Sunday Pancaking (August 4th, 2013)
As promised your open thread to rail about how Doctor Who is basically over now that they’ve cast… well, whoever it is they’ve cast.
Personally, and I’m writing this ages before it’s actually announced (in fact, I’m going to be avoiding this thread for the first few hours while I wait to get to see it), I’m just terribly excited. It’s Doctor Who that exists after the end of TARDIS Eruditorum! I’ll get to watch this Doctor and not have to talk about it on the Internet for years if I don’t want to! I mean, I’ll probably still talk about it on the Internet because I’m me, but I don’t actually have to! I can just shut up and watch Doctor Who. It’s unfathomably novel to me.
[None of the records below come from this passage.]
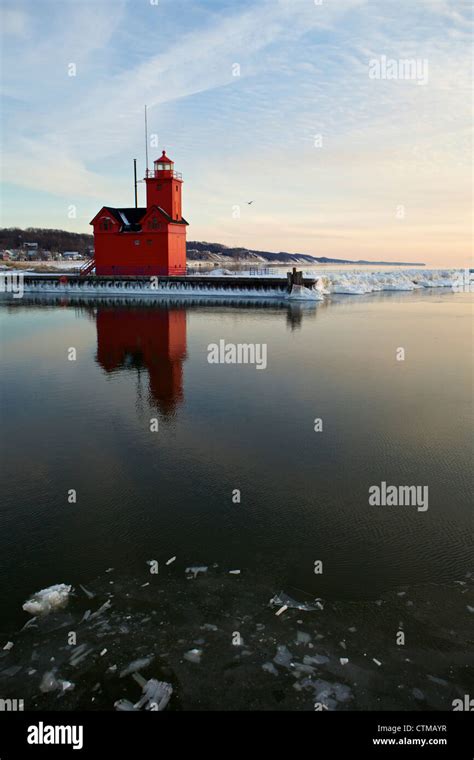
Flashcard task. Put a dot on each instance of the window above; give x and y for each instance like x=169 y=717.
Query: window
x=154 y=224
x=105 y=224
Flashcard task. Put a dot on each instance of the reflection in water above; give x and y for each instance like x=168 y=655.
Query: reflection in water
x=150 y=339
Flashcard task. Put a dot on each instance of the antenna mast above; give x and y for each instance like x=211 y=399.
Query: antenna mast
x=146 y=144
x=135 y=180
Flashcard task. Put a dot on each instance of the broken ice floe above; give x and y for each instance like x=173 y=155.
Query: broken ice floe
x=270 y=668
x=48 y=599
x=88 y=593
x=194 y=655
x=156 y=695
x=283 y=656
x=286 y=601
x=194 y=571
x=49 y=682
x=136 y=665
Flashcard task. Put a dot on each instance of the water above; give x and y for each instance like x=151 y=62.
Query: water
x=141 y=495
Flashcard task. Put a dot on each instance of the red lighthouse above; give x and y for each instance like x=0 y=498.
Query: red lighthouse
x=144 y=241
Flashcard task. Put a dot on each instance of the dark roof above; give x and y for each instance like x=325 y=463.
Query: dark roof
x=130 y=218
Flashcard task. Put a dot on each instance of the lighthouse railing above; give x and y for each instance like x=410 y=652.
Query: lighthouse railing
x=152 y=174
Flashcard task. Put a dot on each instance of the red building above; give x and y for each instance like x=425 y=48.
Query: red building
x=144 y=241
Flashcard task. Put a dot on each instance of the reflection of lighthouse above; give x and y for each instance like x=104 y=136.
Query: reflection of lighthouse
x=141 y=338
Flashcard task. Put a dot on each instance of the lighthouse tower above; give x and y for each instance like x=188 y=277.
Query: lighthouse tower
x=144 y=241
x=163 y=187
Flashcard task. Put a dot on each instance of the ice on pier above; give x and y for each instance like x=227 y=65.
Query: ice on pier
x=302 y=293
x=283 y=600
x=48 y=599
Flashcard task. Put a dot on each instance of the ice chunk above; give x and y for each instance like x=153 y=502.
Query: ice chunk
x=49 y=683
x=283 y=656
x=317 y=659
x=156 y=695
x=270 y=668
x=135 y=665
x=124 y=705
x=106 y=606
x=302 y=637
x=194 y=655
x=283 y=599
x=48 y=599
x=88 y=593
x=194 y=571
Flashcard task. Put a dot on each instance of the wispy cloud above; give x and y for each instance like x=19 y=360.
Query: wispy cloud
x=303 y=72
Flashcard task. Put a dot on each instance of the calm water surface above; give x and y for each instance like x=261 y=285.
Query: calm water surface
x=85 y=425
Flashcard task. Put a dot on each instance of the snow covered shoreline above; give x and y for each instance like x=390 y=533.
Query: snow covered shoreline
x=318 y=285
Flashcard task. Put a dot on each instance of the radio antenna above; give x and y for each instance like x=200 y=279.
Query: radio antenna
x=146 y=143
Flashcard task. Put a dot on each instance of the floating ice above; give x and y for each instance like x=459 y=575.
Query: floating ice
x=270 y=668
x=87 y=592
x=283 y=656
x=48 y=599
x=136 y=665
x=49 y=682
x=317 y=659
x=194 y=571
x=302 y=637
x=194 y=655
x=103 y=608
x=283 y=599
x=156 y=695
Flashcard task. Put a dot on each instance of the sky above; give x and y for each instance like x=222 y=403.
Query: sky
x=308 y=108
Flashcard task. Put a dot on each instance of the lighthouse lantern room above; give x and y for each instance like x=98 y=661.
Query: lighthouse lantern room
x=144 y=241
EDIT: He’ll do nicely, yes.
Matt Largo
August 4, 2013 @ 9:32 am
Well, if he doesn't threaten the Daleks with an unlubricated horse cock, I'll be disappointed.
encyclops
August 4, 2013 @ 9:36 am
"Predictable as ever, Doctor."
thepoparena.com
August 4, 2013 @ 9:38 am
Well, not the minority/female Doctor everyone was pining for, but I'm more than happy with Peter Capaldi.
Ewa Woowa
August 4, 2013 @ 9:39 am
Hurrah!!!
I look forward to the next era of stories, and If I may quote you back at yourself sir:
"And so as long as there are stories, there are Doctor Who stories. When the stars go out and the universe freezes, around the last fire on the last world, there will still be Doctor Who stories to tell. And when we are done telling them, at long and final last, in the distance will be a strange wheezing, groaning sound. And out will step an impossible man, and he will save the day."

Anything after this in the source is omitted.